Äh,ja,also mit den Elfen ist das so: die möchten gar nicht, dass man sie sieht. Also halten sie sich versteckt, wenn Menschen sich ihnen nähern."
"Und woher weiß man dann, dass es sie gibt?" Da war sie schon wieder. Torges Stimme.
"Also, Torge. Erstmal hebst du bitte deine Hand wenn du was zu sagen hast, so wie alle anderen Kinder auch."
Torge schaute seinen Lehrer versteinert an.
" Und was haltet ihr davon, wenn ihr mir eure Fragen stellt, nachdem ich euch die Geschichte zu ende erzählt habe. Ihr möchtet doch das Märchen hören, oder?"
Eine klassische "Ja" oder "Nein" Frage, die die Kinder sicherlich mit Ja beantworten würden. Nein zu sagen fällt nämlich schwerer. Und Torges Frage hatten die Kleinen auch schon wieder vergessen. Nur Torge nicht.
"Herr Böööning?" meldete sich wieder ein Kind zu Wort. "Jaaaa, Mustafa?"
"Warum hat den Drachen die Prinzessin entföhrt?" Mustafa war neu in der Klasse und lebte erst seit kurzem in Deutschland.
"Das heißt "der Drache" und "entführt", Mustafa. Warum er das getan hat? Weil Drachen sonst nichts zu tun haben. Darum."
"Mein Papa sagt immer, ich bin seine kleine Prinzessin. Wird mich jetzt auch ein Drache entführen?" Traurige und leicht verängstigte Augen schauten Clemens an. " Aber nein, Lea, natürlich nicht. Es gibt überhaupt keine Drachen. Die haben nämlich gelebt, als es Dinosaurier gab. Und die gibt es ja auch nicht mehr.
"Herr Böööning?" "Jaaaaa, Dennis?"
"Mein Papa hat gesagt, dass als es noch Dinosaurier auf der Erde gab, keine Menschen lebten. Dann kann der Drache doch keine Prinzessin entführt haben?"
"Doch, kann er. Weil es in der Geschichte darum geht. Und außerdem heiße ich nicht "Böööning", sondern Bönning."
Clemens versuchte, ruhig und bestimmend zu klingen. Doch die Kleinen machten es ihm nicht einfach.
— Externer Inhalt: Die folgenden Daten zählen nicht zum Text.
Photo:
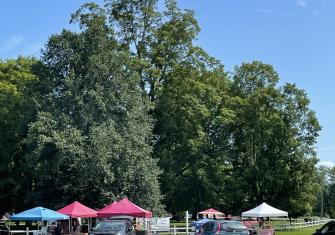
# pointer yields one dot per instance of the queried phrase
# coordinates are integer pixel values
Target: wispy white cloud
(302, 3)
(264, 10)
(326, 148)
(326, 164)
(12, 43)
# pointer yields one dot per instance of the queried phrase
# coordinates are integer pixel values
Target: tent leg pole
(70, 225)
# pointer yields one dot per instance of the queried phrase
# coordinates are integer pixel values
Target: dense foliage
(130, 106)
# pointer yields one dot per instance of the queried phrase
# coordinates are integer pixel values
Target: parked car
(117, 226)
(224, 227)
(327, 229)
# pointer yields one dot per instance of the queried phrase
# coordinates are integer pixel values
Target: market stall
(39, 214)
(77, 210)
(211, 214)
(123, 207)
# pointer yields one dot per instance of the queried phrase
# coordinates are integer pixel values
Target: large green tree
(17, 109)
(92, 137)
(192, 118)
(272, 152)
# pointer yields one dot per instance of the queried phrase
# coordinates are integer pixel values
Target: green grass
(303, 231)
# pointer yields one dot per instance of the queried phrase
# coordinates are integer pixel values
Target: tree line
(130, 106)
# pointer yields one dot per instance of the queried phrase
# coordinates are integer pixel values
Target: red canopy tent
(78, 210)
(123, 207)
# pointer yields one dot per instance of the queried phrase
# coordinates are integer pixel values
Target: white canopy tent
(264, 210)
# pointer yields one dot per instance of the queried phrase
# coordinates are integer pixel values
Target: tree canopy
(130, 106)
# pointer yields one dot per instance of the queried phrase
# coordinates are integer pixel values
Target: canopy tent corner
(212, 213)
(123, 207)
(264, 210)
(38, 214)
(78, 210)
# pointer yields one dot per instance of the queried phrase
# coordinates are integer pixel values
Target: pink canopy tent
(210, 213)
(123, 207)
(78, 210)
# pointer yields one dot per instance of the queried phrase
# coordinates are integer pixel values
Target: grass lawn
(303, 231)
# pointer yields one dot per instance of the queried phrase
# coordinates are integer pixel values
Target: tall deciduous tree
(272, 154)
(18, 105)
(92, 138)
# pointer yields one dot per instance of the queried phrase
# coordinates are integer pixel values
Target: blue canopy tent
(38, 214)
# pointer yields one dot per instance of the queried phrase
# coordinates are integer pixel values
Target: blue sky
(296, 36)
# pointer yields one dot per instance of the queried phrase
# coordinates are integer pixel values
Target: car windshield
(110, 225)
(233, 225)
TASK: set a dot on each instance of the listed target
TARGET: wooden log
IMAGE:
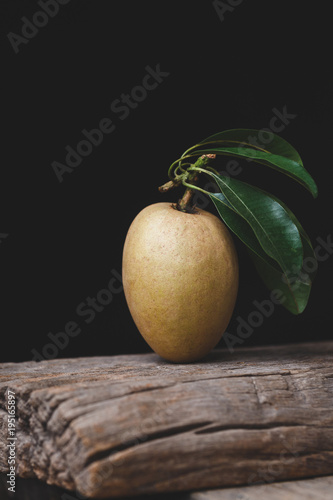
(136, 424)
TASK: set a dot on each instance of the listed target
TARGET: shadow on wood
(136, 425)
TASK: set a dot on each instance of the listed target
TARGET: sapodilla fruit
(180, 278)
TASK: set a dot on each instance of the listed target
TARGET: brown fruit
(180, 277)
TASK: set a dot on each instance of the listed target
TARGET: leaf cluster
(275, 239)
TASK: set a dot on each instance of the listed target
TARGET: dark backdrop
(222, 65)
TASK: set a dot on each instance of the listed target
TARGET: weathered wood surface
(135, 424)
(318, 488)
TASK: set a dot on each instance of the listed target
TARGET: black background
(65, 238)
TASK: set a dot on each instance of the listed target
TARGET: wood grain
(135, 424)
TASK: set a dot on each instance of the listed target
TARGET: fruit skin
(180, 278)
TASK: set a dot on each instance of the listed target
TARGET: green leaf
(238, 225)
(285, 165)
(275, 230)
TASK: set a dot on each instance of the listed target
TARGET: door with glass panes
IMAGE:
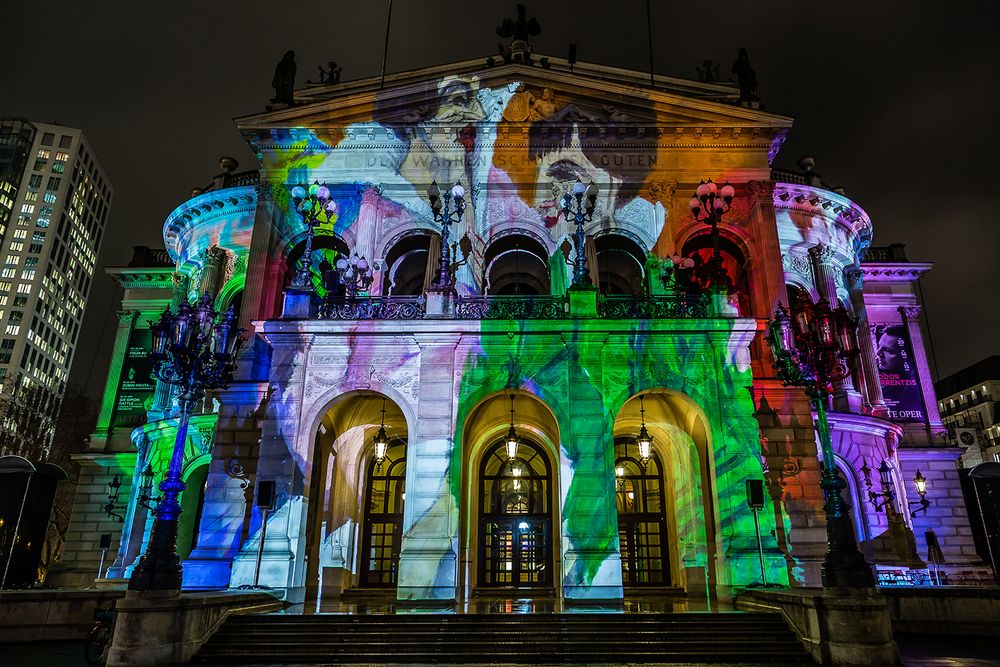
(383, 526)
(515, 522)
(642, 529)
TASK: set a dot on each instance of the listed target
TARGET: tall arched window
(642, 529)
(383, 529)
(516, 264)
(515, 517)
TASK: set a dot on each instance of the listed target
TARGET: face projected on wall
(890, 354)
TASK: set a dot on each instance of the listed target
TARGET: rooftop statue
(746, 78)
(519, 30)
(284, 79)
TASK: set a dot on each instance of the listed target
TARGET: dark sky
(897, 104)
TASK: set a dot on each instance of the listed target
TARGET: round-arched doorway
(642, 528)
(515, 517)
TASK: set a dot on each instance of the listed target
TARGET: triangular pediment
(470, 92)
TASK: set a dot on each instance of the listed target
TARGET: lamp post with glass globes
(578, 207)
(311, 205)
(355, 274)
(446, 215)
(193, 349)
(708, 206)
(812, 349)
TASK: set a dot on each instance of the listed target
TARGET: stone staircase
(743, 638)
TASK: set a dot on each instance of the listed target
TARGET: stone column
(428, 562)
(845, 397)
(911, 318)
(767, 275)
(163, 395)
(870, 386)
(591, 558)
(367, 229)
(212, 270)
(126, 323)
(134, 525)
(229, 486)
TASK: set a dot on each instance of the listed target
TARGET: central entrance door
(383, 529)
(642, 530)
(515, 521)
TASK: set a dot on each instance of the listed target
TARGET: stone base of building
(165, 628)
(846, 627)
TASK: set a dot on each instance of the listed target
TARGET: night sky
(897, 105)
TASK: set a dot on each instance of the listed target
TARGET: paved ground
(917, 651)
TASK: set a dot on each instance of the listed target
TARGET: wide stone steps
(735, 638)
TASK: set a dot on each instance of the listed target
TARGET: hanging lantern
(381, 441)
(644, 440)
(510, 442)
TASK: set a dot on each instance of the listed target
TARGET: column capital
(761, 190)
(855, 278)
(821, 253)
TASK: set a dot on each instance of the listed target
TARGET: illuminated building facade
(54, 202)
(513, 397)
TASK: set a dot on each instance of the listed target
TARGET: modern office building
(54, 203)
(469, 412)
(969, 402)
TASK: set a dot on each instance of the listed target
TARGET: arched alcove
(355, 516)
(620, 264)
(406, 265)
(516, 264)
(524, 536)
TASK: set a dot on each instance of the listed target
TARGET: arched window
(406, 265)
(383, 529)
(642, 528)
(516, 264)
(620, 263)
(515, 520)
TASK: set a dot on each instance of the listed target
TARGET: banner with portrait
(136, 385)
(897, 372)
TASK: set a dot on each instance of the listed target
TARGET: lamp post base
(159, 569)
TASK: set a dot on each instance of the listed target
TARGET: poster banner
(897, 372)
(136, 385)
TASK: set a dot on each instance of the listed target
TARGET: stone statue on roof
(283, 81)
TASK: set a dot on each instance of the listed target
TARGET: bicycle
(100, 637)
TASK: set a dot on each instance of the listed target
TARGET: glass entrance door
(642, 530)
(383, 529)
(515, 544)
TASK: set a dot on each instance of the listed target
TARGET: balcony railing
(534, 307)
(652, 307)
(372, 308)
(541, 307)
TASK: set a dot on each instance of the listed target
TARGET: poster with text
(897, 372)
(136, 384)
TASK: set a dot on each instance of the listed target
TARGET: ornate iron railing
(652, 307)
(541, 307)
(372, 308)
Dabei wollte er ihnen doch nur ein Märchen erzählen und sie in eine andere Welt entführen. Er erinnerte sich daran, wie er sich als Kind darüber gefreut hatte, wenn er ein Märchen erzählt bekam. Damals wollte man als Kind gar nichts über die Umstände oder die Fakten eines Märchens wissen. Wann das ganze passiert ist, welche Sprachen gesprochen wurden, warum wer was getan hat. Das wollte man damals als Kind nicht wissen. Es wurde einem erzählt und man hat es einfach geglaubt.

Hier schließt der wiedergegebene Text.